Almost everyone complains about the news programmes, whether it be for their sensationalism, political bias or obsession with plunging necklines for female newscasters. But the older generation, a highly-politicised group who built their lives against a backdrop of post-WW2 hardship, civil war, military dictatorship, the return of democracy and a period of prosperity before the current storm, stay loyal.

Not so, however, their children and grandchildren. They have grown up with, or been born into, the digital age. More and more, the theme tune of the morning, midday, early evening, mid evening and late night news is their cue to switch off, change channel or head out of the room for a toilet break. It’s not that they don’t want to be informed – though many would love to be able to simply turn a blind eye to the daily diet of doom and gloom – they just don’t trust the TV to deliver anymore.

Civilian journalism is on the rise. Countless blogs and portals have sprung up to keep the citizens of Greece – and beyond – abreast of what’s going on, and what’s not, in the country. Some are reliable. Others little more than rumour-mills. Some are highly professional. Others would make a fifth grade school project look good.
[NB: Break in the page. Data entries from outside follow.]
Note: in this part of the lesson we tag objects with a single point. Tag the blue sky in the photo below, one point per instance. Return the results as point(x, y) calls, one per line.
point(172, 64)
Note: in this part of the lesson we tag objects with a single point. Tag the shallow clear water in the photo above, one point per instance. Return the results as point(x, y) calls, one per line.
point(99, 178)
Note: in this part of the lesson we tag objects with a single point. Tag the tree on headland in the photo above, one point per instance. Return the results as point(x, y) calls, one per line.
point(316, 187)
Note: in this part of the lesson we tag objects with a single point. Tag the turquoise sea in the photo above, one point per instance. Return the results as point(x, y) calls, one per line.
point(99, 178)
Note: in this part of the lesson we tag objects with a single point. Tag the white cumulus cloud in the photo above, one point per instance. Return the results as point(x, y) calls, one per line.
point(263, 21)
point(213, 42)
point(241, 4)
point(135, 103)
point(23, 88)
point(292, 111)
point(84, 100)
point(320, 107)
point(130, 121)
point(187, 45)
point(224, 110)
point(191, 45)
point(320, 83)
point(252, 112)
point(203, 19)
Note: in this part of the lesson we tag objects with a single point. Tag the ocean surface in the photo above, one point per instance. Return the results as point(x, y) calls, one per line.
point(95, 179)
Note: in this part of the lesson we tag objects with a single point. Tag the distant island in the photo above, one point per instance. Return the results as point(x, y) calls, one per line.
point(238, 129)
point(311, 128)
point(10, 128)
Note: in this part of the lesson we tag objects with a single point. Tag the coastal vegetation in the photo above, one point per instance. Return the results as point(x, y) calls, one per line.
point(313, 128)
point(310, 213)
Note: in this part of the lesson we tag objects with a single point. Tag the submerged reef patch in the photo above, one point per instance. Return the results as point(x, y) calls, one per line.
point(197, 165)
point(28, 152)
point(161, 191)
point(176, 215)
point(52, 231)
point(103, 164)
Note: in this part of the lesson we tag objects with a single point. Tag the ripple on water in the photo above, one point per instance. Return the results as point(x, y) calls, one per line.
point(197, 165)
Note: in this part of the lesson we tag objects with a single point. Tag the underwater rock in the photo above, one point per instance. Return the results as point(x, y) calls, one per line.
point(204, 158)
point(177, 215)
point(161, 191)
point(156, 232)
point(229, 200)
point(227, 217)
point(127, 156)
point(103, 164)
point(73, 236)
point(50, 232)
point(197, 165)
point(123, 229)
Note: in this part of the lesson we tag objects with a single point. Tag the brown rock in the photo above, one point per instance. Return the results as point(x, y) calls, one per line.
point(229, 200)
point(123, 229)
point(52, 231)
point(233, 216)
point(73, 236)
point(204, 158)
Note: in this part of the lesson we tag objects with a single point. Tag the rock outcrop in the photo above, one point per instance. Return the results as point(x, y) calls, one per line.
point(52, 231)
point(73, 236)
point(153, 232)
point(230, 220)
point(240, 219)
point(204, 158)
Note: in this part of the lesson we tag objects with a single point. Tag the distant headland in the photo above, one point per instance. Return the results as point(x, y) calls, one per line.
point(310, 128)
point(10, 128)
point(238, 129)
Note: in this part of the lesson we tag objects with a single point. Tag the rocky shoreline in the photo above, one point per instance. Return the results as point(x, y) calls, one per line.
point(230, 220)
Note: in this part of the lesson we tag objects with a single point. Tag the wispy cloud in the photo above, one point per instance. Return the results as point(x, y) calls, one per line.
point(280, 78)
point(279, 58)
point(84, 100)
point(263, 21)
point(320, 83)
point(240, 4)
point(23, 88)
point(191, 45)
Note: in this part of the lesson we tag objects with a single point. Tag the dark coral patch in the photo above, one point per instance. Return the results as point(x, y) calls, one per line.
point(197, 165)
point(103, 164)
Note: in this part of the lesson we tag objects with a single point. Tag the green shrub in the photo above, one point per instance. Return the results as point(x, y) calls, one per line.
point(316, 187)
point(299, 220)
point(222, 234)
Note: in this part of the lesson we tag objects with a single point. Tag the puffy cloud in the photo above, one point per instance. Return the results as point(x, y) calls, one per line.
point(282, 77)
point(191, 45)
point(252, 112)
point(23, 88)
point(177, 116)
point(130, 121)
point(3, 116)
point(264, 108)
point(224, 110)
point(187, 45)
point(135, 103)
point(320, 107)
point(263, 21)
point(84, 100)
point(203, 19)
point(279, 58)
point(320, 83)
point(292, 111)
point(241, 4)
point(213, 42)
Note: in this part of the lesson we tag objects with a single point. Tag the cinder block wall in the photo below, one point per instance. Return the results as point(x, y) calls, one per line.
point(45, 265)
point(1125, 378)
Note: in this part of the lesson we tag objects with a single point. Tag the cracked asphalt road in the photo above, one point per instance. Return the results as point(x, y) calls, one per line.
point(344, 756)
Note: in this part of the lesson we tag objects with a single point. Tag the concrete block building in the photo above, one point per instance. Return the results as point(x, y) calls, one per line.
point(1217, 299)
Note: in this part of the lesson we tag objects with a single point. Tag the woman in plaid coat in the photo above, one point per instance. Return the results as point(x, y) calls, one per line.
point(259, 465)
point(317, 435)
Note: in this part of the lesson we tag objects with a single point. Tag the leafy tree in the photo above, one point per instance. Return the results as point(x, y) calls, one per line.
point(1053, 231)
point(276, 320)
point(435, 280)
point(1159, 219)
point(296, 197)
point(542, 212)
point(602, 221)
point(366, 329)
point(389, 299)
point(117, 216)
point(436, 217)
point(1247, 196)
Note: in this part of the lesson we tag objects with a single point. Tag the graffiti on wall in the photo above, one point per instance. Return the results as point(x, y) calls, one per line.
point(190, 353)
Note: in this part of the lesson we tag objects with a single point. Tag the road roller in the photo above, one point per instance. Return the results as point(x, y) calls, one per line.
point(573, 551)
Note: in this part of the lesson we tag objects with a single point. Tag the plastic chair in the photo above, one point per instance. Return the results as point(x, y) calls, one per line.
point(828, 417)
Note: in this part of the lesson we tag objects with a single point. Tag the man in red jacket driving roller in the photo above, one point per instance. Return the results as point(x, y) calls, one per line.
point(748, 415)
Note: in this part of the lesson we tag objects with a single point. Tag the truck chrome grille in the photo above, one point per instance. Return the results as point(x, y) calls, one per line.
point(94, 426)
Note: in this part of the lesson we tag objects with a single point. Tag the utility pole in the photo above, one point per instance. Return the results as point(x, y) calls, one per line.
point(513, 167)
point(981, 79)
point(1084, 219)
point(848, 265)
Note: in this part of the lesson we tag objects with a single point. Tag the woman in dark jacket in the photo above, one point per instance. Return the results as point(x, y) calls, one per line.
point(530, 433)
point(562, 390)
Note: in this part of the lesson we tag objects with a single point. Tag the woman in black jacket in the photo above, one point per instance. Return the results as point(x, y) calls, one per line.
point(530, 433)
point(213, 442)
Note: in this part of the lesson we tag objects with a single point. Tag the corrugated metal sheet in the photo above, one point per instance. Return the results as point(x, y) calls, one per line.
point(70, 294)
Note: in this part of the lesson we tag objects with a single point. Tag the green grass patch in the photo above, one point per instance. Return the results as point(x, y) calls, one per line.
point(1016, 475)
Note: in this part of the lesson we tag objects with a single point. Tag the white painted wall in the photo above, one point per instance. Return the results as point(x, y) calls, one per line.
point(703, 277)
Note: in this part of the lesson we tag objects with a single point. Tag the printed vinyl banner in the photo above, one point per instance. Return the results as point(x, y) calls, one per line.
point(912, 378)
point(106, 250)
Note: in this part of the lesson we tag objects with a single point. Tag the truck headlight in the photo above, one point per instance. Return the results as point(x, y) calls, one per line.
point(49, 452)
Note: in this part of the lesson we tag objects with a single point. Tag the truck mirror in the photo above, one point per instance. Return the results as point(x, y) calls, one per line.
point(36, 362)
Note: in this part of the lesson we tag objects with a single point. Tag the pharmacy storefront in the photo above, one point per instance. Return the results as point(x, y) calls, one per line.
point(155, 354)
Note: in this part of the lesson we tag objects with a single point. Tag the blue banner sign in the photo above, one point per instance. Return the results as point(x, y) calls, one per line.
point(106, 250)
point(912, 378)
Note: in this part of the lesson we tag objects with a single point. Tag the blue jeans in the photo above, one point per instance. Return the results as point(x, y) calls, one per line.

Some strive to maintain balance. Others have a clear (or worse, hidden) political axe to grind. Here, as elsewhere, the extreme open access nature of the www is both its blessing and its curse.

Since I first arrived in Athens 23 years ago, the news landscape has changed beyond recognition. Then, TV was a stark choice of what was on the menu of the state-sponsored broadcaster, ERT. Today, myriads of private channels vie for the attention of your living room, and more and more people go online for their updates.

Babble is the order of the day, even in the idyllic Greek countryside. Most humble country retreats are equipped with antennas, so even when sipping your frappe over a game of backgammon on a balcony with a view of the Aegean, there’s always a timely reminder of the impending doom to compete with the shimmering summer heat and incessant cicadas.